If we don’t remap, then the thread will just continue executing in the stale function until it hits the next remap opportunity (in which case we repeat step 8). ICorDebug never gets the actual remap table, and thus can’t remap any IL-based objects such as steppers (which step across an IL range) or breakpoints (which are set at an IL offset). The debugger also needs to remap these by creating new objects in the updated function.

 

9) Now that the CLR knows where the thread should resume in the new function, we need to let the debuggee resume so that the CLR can remap the thread. The CLR will fire an ICorDebugManagedCallback2::FunctionRemapComplete callback here.

[p#:0, t#:0] MDbg> go

STOP FunctionRemapComplete

7: IL_0000: ldstr "new World"

 

10) We’re now in the new function. We can verify that with the ildasm command again:

[p#:0, t#:0] MDbg> ildasm

code size: 11

current IL-IP: 0

mapping: MAPPING_EXACT

URL: HelloWorld.PrintWorld

* IL_0 : ldstr "new World"

   IL_5 : call System.Console.WriteLine

   IL_A : ret

 

11) We can also run a callstack and see the pdb has been updated and that our new function is indeed pointing at the new source:

      [p#:0, t#:0] MDbg> w

Thread [#:0]

*0. HelloWorld.PrintWorld (HelloWorld_v1.il:7)

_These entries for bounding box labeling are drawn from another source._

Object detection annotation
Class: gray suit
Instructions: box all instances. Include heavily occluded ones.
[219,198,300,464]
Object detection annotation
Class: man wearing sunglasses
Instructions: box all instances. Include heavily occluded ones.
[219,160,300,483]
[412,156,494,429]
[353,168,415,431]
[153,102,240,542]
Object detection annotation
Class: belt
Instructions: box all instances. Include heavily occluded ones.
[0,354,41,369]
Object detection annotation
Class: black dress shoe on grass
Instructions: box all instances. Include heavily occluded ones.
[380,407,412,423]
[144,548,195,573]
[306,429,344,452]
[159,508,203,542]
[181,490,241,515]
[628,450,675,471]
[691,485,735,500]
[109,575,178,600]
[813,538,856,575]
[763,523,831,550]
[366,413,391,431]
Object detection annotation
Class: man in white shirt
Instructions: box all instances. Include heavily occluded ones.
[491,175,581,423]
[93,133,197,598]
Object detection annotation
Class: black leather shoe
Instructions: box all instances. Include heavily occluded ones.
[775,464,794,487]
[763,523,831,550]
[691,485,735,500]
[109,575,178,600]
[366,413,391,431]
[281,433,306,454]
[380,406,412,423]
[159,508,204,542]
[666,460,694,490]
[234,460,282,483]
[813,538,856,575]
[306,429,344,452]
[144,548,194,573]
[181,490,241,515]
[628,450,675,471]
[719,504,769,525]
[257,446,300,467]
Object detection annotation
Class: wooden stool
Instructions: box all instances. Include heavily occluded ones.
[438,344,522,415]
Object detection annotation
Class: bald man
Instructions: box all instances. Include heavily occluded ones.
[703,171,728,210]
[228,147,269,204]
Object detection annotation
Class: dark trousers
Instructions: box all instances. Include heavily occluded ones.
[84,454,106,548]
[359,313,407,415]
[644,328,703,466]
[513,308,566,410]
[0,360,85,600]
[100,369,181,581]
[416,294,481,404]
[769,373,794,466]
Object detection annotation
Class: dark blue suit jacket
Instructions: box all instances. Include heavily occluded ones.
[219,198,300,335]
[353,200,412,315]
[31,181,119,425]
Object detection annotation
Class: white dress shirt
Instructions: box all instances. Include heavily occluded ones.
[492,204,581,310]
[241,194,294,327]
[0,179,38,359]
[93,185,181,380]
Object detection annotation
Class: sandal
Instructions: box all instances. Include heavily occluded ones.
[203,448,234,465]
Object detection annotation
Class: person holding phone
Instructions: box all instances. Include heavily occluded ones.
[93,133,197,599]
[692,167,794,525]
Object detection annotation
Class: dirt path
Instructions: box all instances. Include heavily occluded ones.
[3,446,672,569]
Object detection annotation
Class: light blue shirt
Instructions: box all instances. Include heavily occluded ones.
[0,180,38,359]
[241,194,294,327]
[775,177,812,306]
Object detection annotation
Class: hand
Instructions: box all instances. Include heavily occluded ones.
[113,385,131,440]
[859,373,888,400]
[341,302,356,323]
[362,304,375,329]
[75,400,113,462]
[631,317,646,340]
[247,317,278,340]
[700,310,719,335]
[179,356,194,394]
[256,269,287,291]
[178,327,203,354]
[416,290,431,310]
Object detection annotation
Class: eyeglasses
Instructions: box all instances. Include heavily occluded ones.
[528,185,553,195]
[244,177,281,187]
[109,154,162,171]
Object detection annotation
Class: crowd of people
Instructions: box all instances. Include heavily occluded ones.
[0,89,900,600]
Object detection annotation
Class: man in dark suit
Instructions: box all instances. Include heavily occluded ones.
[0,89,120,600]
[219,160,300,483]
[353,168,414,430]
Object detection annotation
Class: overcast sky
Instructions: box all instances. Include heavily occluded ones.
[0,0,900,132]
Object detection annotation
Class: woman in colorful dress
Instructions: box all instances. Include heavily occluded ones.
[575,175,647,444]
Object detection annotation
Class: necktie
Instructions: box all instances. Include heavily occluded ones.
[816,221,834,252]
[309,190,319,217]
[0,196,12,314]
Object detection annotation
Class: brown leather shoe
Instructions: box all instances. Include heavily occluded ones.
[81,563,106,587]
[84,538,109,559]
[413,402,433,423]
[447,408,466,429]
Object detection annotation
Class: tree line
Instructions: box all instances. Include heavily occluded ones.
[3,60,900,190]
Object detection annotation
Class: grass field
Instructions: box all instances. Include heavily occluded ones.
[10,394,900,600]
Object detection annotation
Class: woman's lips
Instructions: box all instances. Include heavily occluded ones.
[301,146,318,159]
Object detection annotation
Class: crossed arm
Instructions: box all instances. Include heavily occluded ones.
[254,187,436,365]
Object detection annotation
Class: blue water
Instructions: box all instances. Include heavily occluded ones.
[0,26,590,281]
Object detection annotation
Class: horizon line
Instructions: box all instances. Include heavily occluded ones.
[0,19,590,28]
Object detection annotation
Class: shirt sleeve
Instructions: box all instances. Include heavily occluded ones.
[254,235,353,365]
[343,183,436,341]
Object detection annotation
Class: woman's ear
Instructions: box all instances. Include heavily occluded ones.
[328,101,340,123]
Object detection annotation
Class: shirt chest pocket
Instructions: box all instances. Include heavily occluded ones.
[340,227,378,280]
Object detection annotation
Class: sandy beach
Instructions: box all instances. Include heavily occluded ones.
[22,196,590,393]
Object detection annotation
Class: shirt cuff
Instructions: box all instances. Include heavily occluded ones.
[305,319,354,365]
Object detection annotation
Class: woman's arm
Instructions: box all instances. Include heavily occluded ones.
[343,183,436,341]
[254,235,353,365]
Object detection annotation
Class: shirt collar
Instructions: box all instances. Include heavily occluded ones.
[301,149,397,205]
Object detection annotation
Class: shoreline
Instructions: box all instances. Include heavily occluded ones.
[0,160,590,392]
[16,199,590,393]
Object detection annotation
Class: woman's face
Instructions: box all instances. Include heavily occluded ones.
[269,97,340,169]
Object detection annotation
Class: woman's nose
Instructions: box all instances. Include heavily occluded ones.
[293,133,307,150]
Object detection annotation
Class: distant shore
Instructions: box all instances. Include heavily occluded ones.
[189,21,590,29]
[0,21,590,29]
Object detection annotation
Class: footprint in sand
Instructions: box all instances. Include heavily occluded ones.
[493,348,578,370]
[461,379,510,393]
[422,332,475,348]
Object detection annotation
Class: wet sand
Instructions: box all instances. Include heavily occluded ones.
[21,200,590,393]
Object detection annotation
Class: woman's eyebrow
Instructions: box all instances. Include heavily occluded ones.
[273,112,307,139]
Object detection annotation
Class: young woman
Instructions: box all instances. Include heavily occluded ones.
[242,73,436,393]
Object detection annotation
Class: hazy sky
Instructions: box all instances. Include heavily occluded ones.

 1. HelloWorld.Main (HelloWorld.il:45)

 

12) The last bit of proof is to run the current function and verify that it does indeed execute the new code:

[p#:0, t#:0] MDbg> out

new World

45: IL_000f: ret

 

That’s edit-and-continue with IL and MDbg

 

The Next Step:

The above example is mostly a proof-of-concept thing to illustrate EnC at the raw ICorDebug level. I can’t imagine any end-user using MDbg + Enc like this for anything beyond academic interest.  There are several additional things a debugger and IDE would need to do to make the EnC experience more useful to end users.  This work could be factored to between a debugging engine (which talks to ICorDebug) and a “language service” component, which would then let the debugging portion be reusable across languages. This is how VS is architectured, which is what allowed VS’s C# to add EnC support after VS already had VB enc support.

 

Things the language service would have to do may include:

  • have the compilers be able to compile delta IL files on the fly, instead of having ilasm’s restriction of requiring them all up front. Unfortunately for 3rd parties, both VBC and Csc compilers don’t publicly expose their EnC functionality.
  • automatically generates the delta IL files based off source-changes in the high level language.
  • automatically track IL mappings (remap tables) between different versions of functions.  This is important to provide the new IL offset for the remap command in step 8.
  • handle all the “goofy” source-level cases. For eg, what if somebody puts an foreach loop around the current IP?

 

Things the debugging engine would have to do may include:

  • handle the remaps automatically. This means applying the remap table provided by the language service to do steps 6,7,8 and 9 automatically under the covers for the end-user. The debugger can queue up all the source changes, and then make a single batch call to ApplyEdit once the user resumes after making the source changes.
  • build a source-level experience on top of this raw-IL experience. This includes:
    • mapping breakpoints from stale functions to new functions.
    • remapping steppers so that a source-level step-operation completes across remap events.
    • handling stale-code cases (eg, what if you hit a breakpoint in stale code before you hit a remap opportunity?)